Le premier exemple est l’affrontement classique entre les bitcoins maximalists et les altcoinists. J’inclus ce sujet dans la notion de confiance, car celle-ci est évidemment présente de façon permanente dans les projections que chacun peut avoir concernant ses projets préférés et donc bien sûr de façon sous-jacente la prospective que nous avons tous de la capacité disruptive de la blockchain, de ses applications futures et donc de la société économique, sociétale et politique telle que nous pouvons nous l’imaginer. Car c’est bien d’un imaginaire dont nous parlons. Il y a peu de technologies dont la capacité de disruption peut impacter autant de secteurs économiques incluant aussi l’ensemble du secteur financier. C’est une révolution et comme tout mouvement de cette ampleur, l’imprévisibilité du lendemain, des changements possibles et des systèmes de résilience qui vont se mettre en place, permet à chacun de se construire son propre imaginaire et donc ses propres stratégies d’investissement basées sur ses propres croyances, fruit de son histoire et de son analyse construite au gré des lectures et des conversations.
Pour commencer, je ne dirais pas que les altcoinists sont maximalistes parce que bien souvent la réciproque n’existe pas en faveur d’un quelconque bitcoin bashing bien qu’elle puisse émerger de temps en temps pour les plus virulents d’entre eux. D’où vient donc cette haine des altcoins, j’ai bien ma petite idée, je vais donc vous faire part de mes quelques sentiments personnels à ce sujet.
Bien souvent, les bitcoinists sont arrivés après les premiers. Certains ont vu la phase de création par myriades des altcoins quand celle-ci était à son apogée. Pour la plupart, ils ont gagné de l’argent par le passé, soit par la montée en valeur du bitcoin, soit sur le dos (mais c’est le jeu) des altcoins qui ont pour la majorité tous disparu dans le cimetière des altcoins. Tout ceci bien sûr, en voyant se renforcer lentement, et non sans difficulté, leur bitcoin favori. Et voici qu’arrive une deuxième vague de personnes s’intéressant aux crypto monnaies. Ces nouveaux arrivants ne perçoivent pas le bitcoin comme ceux de la première vague, déjà parce que leur nouveau regard leur confère un spectre d’analyse différent et puis aussi parce que l’espérance de plus de rentabilité des altcoins oriente clairement leurs analyses en faveur des nouveaux arrivants !

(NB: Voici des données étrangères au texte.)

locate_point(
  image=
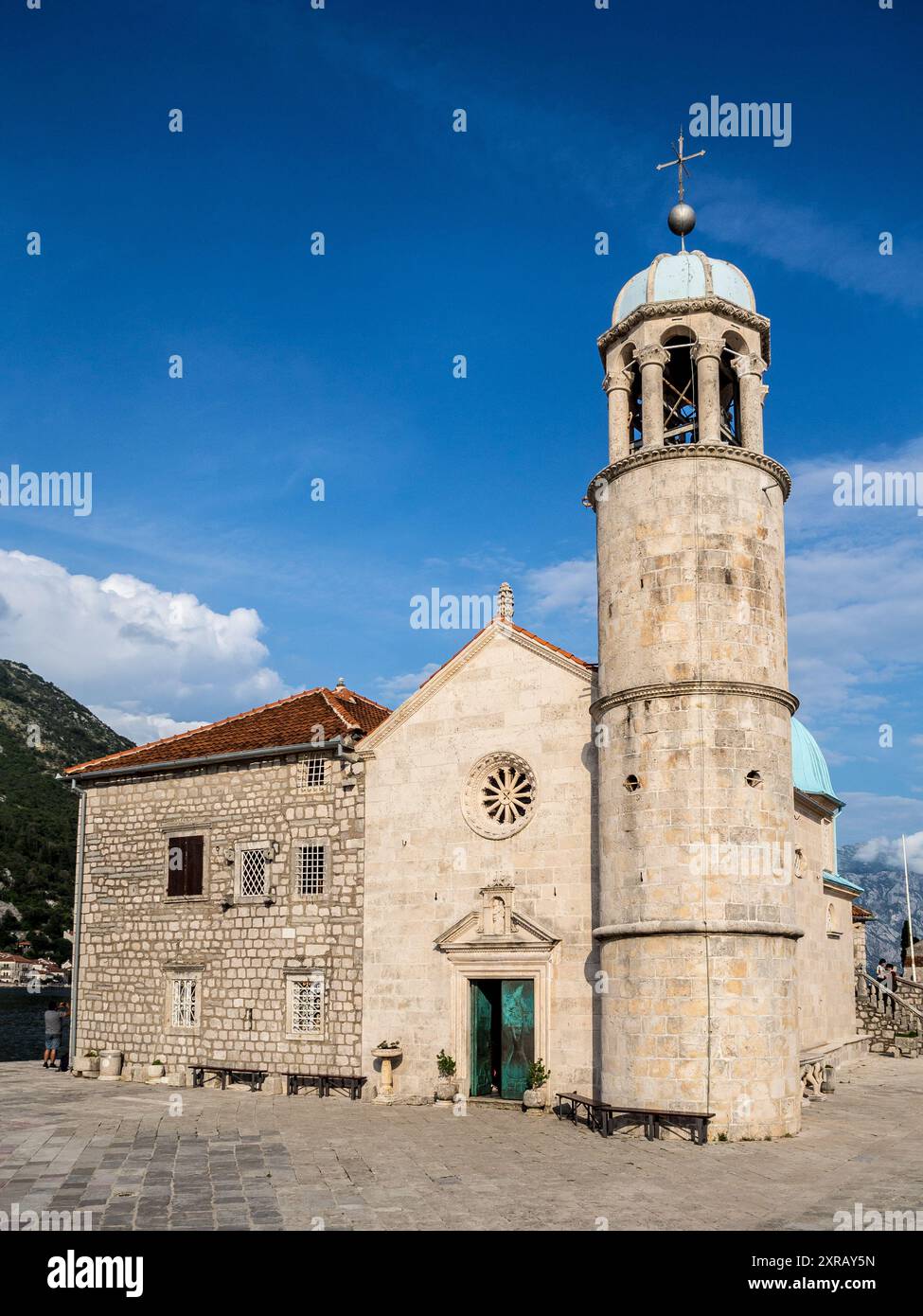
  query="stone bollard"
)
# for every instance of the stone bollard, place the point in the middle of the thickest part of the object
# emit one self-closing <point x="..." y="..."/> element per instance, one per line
<point x="110" y="1065"/>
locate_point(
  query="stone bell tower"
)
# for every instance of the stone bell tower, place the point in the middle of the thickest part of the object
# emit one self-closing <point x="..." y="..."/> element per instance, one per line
<point x="693" y="720"/>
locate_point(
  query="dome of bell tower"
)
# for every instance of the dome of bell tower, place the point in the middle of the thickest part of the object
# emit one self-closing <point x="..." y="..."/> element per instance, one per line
<point x="683" y="276"/>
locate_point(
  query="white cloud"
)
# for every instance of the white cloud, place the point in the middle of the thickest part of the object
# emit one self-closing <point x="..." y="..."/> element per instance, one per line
<point x="398" y="687"/>
<point x="805" y="239"/>
<point x="128" y="648"/>
<point x="855" y="589"/>
<point x="889" y="853"/>
<point x="879" y="816"/>
<point x="563" y="586"/>
<point x="141" y="726"/>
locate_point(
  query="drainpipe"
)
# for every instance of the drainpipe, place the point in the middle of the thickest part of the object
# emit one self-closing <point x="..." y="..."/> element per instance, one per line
<point x="78" y="911"/>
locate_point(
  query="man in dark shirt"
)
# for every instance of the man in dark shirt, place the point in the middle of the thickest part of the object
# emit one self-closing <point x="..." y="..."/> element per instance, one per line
<point x="53" y="1028"/>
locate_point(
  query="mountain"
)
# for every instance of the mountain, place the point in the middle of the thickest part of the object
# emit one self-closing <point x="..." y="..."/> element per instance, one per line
<point x="41" y="731"/>
<point x="885" y="898"/>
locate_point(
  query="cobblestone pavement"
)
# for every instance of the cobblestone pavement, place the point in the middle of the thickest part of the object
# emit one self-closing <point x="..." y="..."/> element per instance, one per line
<point x="145" y="1157"/>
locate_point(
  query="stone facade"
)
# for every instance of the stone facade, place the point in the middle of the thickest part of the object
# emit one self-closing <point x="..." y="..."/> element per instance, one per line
<point x="427" y="867"/>
<point x="825" y="953"/>
<point x="135" y="938"/>
<point x="698" y="925"/>
<point x="624" y="844"/>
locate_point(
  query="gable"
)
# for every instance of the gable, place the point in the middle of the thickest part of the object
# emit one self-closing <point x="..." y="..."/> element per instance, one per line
<point x="502" y="668"/>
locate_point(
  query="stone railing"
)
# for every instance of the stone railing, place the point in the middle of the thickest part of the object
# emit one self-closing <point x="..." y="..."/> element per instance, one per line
<point x="893" y="1024"/>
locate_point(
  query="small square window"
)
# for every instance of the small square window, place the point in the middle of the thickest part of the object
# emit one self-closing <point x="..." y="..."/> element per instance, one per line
<point x="306" y="1005"/>
<point x="313" y="773"/>
<point x="185" y="864"/>
<point x="311" y="870"/>
<point x="184" y="1003"/>
<point x="253" y="873"/>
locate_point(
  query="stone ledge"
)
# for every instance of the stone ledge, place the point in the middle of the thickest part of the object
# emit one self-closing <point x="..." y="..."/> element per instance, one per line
<point x="694" y="928"/>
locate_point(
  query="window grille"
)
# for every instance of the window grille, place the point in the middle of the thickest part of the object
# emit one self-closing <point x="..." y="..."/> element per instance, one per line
<point x="307" y="1005"/>
<point x="253" y="873"/>
<point x="311" y="870"/>
<point x="184" y="1008"/>
<point x="313" y="773"/>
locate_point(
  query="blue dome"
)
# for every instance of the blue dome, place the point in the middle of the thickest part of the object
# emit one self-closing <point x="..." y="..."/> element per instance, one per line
<point x="808" y="766"/>
<point x="683" y="276"/>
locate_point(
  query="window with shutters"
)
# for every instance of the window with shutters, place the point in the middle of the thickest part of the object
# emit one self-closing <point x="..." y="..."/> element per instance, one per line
<point x="253" y="873"/>
<point x="185" y="864"/>
<point x="313" y="773"/>
<point x="310" y="870"/>
<point x="306" y="1005"/>
<point x="185" y="1002"/>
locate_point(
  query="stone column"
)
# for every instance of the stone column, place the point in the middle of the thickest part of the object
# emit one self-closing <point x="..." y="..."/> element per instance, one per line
<point x="750" y="371"/>
<point x="618" y="390"/>
<point x="707" y="354"/>
<point x="652" y="361"/>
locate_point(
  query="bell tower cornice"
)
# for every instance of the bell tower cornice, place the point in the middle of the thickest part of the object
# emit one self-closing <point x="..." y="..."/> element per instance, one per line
<point x="681" y="310"/>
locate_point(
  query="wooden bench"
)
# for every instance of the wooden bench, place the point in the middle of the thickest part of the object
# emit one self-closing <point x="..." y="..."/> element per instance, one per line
<point x="229" y="1074"/>
<point x="326" y="1083"/>
<point x="602" y="1115"/>
<point x="596" y="1112"/>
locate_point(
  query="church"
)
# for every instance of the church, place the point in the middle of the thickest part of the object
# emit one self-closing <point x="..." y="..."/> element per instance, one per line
<point x="626" y="867"/>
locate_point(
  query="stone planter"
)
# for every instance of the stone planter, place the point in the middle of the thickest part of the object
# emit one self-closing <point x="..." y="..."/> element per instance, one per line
<point x="386" y="1055"/>
<point x="110" y="1065"/>
<point x="445" y="1092"/>
<point x="533" y="1100"/>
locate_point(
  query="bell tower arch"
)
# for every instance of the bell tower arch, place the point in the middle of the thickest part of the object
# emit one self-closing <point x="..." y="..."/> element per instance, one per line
<point x="697" y="925"/>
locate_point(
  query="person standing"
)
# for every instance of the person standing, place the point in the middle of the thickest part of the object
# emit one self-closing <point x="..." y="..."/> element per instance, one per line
<point x="54" y="1023"/>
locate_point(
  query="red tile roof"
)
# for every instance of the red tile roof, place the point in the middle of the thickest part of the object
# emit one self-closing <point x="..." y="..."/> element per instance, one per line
<point x="289" y="721"/>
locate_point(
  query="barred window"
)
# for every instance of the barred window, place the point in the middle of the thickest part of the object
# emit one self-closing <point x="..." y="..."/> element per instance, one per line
<point x="253" y="873"/>
<point x="313" y="773"/>
<point x="311" y="870"/>
<point x="306" y="1003"/>
<point x="184" y="1003"/>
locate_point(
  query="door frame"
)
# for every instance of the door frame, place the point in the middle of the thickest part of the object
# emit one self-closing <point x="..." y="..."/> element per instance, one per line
<point x="469" y="969"/>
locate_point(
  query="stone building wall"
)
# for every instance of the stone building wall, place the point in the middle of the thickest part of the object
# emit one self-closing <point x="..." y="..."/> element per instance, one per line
<point x="693" y="685"/>
<point x="425" y="866"/>
<point x="134" y="937"/>
<point x="825" y="953"/>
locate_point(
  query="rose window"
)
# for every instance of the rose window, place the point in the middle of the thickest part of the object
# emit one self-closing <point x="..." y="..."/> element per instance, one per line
<point x="501" y="795"/>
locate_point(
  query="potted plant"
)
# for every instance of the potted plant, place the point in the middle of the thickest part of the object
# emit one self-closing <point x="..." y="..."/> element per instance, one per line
<point x="447" y="1086"/>
<point x="535" y="1096"/>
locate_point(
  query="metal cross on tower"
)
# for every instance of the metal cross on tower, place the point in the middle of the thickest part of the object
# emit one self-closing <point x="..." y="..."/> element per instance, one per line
<point x="681" y="164"/>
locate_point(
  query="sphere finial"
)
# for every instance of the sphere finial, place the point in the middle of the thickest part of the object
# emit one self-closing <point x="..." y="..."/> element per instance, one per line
<point x="681" y="219"/>
<point x="683" y="216"/>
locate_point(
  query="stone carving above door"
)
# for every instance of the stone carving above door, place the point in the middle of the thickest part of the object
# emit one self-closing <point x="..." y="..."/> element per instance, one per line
<point x="494" y="925"/>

La position des bitcoinists maximalists est compréhensible et il est possible que si nous étions arrivés à cette époque-là, nous aurions les mêmes raisonnements, voir les mêmes travers. De la même façon que si certains d’entre eux étaient arrivés maintenant, le raisonnement pourrait ressembler à celui des altcoinists d’aujourd’hui.
Le bitcoin est donc un sujet qui sera bientôt érigé en religion tellement les passions qui l’entourent semblent déraisonnables. Si nous analysons les faits froidement, tout un chacun peut se poser des questions sur la pérennité à long terme de celui-ci mais au même titre que beaucoup d’altcoins. Le temps de transfert, la centralisation de plus en plus importante et la gouvernance plutôt chaotique deviennent de plus en plus handicapants. A un point qu’il serait presque bien que le développement des crypto monnaies ne soit pas trop rapide par crainte que le bitcoin n’ait pas fait sa mue avant, et ne fasse l’éclat aux yeux de tous de ses carences actuelles.
C’est pourquoi on observe une attitude qui conjure parfois au déni intellectuel. Voici quelques exemples pris ici et là :
- Le bitcoin répondra à tous les problèmes dans le monde (excepté l’anonymat peut-être et encore…)
- Il est parfait car le créateur l’a fait parfait (du moins entre les lignes)
- La centralisation n’est pas un problème
- Le POS ne sera jamais aussi sécuritaire que le POW
- Un bitcoin vaudra 1 million de dollars
Tout n’est peut-être pas faux et il est possible que le bitcoin soit encore là très longtemps et que ses applications se diversifient mais nous ne sommes bien souvent plus sur un plan intellectuel et objectif mais plutôt sur un plan spirituel avec la notion de foi qui égare les capacités cognitives des nouveaux évangélistes.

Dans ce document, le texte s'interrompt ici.